Now, I am sure the officials working on visa applications have a ton on their hands, especially close to September, when all the international students are applying to enter the UK. I would hate to take it out on a worker who was probably only doing their job following orders to create a hostile environment, but I couldn’t help feeling a sense of despair when I saw no visa vignette on my sister’s passport.
Because we hold passports that in theory grant us visa-free entry into the UK for six months, I decided to push ahead with our travel plans. I sometimes wonder if I had done the wrong thing by applying for a dependant visa. It’s a notoriously difficult visa to get, I know now, but I thought it might be safer to get a visa than risk being turned back at the border. It turned out this decision significantly raised the difficulty of entering visa-free and convincing Border Control of our intention to leave at the end of her shortened visit. We took the option to leave voluntarily. With the earliest flight back only a few days away, my sister was released on immigration bail and allowed to stay with me for two days in Glasgow.
It still gives me the shivers to think back on the documents they gave us. Printed on recycled paper, one of them says my sister was ‘liable to be detained,’ and another claims that if we broke our immigration bail, ‘reasonable force [would] be used’. Naturally I did not intend to break the immigration bail, but it was chilling to see such threatening language used on a child. I did not know what the Border Agency considered to be ‘reasonable force,’ only that some form of restraint has reportedly been used on many deportees.
When I did a course on contemporary migration last year, I found it hard to identify with the righteous outrage expressed by the lecturers. As a guest in this country, I often wonder if I am being too entitled, or overstepping, or taking the warm welcome and acceptance I’ve received for granted. Even writing this article, I wonder if I have just portrayed a reckless and insistent immigrant with no regard for the law.
As a sociology student, I think there is value in being entitled. I think we need the conviction and belief in our own rights to fight for dignified lives. But as an immigrant I find it hard to feel that. I know I was only hoping to take care of my sister. I know it had nothing to do with borders, countries, or states.

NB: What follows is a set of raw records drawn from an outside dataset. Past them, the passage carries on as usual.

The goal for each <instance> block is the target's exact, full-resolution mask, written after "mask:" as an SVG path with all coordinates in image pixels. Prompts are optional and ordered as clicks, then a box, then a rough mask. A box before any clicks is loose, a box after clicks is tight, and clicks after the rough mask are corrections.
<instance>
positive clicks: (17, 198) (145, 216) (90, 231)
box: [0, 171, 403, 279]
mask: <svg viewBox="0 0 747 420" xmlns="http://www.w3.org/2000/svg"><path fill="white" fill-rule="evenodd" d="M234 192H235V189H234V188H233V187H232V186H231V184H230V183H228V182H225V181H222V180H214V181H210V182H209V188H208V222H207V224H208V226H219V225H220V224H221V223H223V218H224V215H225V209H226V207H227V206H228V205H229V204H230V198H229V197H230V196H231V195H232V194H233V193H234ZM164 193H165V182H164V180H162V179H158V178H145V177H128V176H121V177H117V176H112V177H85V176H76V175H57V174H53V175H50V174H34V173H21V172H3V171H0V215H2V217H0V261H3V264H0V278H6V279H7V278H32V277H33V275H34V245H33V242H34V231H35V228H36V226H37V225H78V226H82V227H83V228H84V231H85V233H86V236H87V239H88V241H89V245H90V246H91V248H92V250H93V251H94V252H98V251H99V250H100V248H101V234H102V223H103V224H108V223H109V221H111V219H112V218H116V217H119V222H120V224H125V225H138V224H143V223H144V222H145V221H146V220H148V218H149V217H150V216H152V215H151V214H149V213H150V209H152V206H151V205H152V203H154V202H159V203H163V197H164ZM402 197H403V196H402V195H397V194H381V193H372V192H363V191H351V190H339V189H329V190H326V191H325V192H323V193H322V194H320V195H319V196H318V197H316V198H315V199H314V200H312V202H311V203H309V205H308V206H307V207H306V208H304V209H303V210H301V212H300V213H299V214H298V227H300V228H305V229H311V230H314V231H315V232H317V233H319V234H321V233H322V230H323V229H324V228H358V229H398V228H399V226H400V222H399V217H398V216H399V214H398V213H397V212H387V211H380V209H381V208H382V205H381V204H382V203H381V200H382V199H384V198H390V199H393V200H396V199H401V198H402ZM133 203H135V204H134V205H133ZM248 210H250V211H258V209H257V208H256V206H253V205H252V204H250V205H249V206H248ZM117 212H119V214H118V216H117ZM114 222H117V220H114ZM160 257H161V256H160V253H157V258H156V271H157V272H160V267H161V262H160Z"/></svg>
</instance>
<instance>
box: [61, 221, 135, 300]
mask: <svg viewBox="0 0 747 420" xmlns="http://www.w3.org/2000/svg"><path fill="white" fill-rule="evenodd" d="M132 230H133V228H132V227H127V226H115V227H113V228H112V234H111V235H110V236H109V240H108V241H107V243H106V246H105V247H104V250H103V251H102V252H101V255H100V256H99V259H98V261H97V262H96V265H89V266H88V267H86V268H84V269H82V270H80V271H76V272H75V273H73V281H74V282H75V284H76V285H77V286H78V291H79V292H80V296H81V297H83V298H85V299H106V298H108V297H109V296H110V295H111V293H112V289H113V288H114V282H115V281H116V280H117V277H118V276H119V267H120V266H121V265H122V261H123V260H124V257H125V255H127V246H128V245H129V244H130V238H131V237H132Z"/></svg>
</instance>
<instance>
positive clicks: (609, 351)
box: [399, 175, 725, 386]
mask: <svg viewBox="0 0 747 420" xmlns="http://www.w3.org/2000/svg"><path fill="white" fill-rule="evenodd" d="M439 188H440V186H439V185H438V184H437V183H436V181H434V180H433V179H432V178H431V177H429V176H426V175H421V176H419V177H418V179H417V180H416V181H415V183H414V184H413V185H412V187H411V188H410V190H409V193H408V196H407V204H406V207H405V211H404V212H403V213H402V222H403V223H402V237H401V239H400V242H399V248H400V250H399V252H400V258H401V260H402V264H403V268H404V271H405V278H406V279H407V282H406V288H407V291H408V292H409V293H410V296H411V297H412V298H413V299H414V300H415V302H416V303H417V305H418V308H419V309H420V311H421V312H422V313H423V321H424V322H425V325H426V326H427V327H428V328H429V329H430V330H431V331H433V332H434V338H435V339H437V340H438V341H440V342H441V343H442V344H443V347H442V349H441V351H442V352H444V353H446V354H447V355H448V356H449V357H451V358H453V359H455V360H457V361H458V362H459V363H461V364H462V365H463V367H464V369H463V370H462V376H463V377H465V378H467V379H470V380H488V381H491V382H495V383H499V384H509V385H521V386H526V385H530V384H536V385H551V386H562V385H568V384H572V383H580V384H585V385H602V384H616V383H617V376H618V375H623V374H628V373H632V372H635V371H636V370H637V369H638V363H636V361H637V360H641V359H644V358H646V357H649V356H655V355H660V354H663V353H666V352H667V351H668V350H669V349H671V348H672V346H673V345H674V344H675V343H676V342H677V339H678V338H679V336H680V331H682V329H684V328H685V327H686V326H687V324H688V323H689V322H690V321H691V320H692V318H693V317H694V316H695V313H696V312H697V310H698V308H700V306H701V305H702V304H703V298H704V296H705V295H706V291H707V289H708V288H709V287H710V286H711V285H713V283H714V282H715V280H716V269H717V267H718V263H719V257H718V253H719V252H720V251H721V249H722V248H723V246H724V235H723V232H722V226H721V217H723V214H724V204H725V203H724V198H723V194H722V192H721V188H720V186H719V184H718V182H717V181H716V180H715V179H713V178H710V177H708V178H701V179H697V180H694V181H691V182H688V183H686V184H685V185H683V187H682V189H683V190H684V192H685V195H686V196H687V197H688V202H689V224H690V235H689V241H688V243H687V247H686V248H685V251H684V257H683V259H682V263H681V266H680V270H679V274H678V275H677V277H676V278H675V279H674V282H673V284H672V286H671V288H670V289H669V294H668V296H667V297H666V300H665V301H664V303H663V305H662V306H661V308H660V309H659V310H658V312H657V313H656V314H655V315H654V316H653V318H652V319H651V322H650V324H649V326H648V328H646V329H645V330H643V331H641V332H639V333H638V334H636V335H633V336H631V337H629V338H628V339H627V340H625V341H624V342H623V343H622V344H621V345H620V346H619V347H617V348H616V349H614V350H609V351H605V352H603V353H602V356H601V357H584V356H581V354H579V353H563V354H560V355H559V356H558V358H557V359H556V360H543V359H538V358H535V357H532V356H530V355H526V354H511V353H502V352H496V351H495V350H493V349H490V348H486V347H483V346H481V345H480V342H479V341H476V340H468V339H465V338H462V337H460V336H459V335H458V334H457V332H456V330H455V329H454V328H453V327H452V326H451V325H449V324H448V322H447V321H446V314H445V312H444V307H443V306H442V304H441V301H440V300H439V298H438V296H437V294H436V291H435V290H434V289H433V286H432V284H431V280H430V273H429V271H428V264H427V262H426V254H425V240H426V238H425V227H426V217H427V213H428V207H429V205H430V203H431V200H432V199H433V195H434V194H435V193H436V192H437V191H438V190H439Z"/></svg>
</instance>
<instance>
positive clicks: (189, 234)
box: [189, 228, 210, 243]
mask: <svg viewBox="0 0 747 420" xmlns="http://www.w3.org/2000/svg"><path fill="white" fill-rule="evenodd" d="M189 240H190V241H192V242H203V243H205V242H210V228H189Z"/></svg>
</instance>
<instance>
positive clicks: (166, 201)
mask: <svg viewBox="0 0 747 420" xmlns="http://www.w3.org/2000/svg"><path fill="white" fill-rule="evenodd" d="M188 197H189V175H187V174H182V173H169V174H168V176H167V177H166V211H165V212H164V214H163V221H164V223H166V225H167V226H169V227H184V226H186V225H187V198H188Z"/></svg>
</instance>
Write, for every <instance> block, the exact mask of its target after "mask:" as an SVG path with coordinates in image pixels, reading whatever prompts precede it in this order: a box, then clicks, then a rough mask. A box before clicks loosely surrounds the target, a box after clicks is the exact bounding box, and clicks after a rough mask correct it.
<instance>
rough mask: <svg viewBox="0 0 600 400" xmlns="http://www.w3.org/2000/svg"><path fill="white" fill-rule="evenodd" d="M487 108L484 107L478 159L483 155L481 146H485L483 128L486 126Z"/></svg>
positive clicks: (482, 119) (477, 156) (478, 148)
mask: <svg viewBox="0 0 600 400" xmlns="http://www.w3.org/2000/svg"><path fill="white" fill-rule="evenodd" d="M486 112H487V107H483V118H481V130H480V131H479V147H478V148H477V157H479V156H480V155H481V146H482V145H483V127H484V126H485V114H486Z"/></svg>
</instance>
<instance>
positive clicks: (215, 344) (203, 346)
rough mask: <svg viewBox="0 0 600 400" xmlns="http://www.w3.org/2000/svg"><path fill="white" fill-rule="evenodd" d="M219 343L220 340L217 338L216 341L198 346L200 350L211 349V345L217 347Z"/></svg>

The second day after our flight back to China, an unhappy encounter with our father ended with my sister trying to overdose on her own medication in her locked bedroom (I should have taken better care of the pills, I admit). As I sat in the Emergency Room with her bent over a bucket, I didn’t think any of it had anything to do with the UK. When I read the line ‘I am not convinced there is no intention to settle,’ however, it felt as if it was all about borders, that every move I made had been a sly attempt to circumvent a respectable institution and exploit the affluence of Great Britannia.
Every morning I wake up dreading bad news from home, but, fortunately, her condition seems to have stabilised for now. Still, the fact that I have decided to leave my sister behind and finish my degree fills me with unease and regret. I feel as though my previous position doesn’t have a leg to stand on now. Does this mean I am placing my own future above my sister’s welfare? Should I have abandoned the degree I’ve worked hard for and ‘gone back to my own country’ if I wanted to take care of her so badly? Does the fact that she has survived apart from me thus far prove she did not need to join me after all? Do I even deserve to be angry?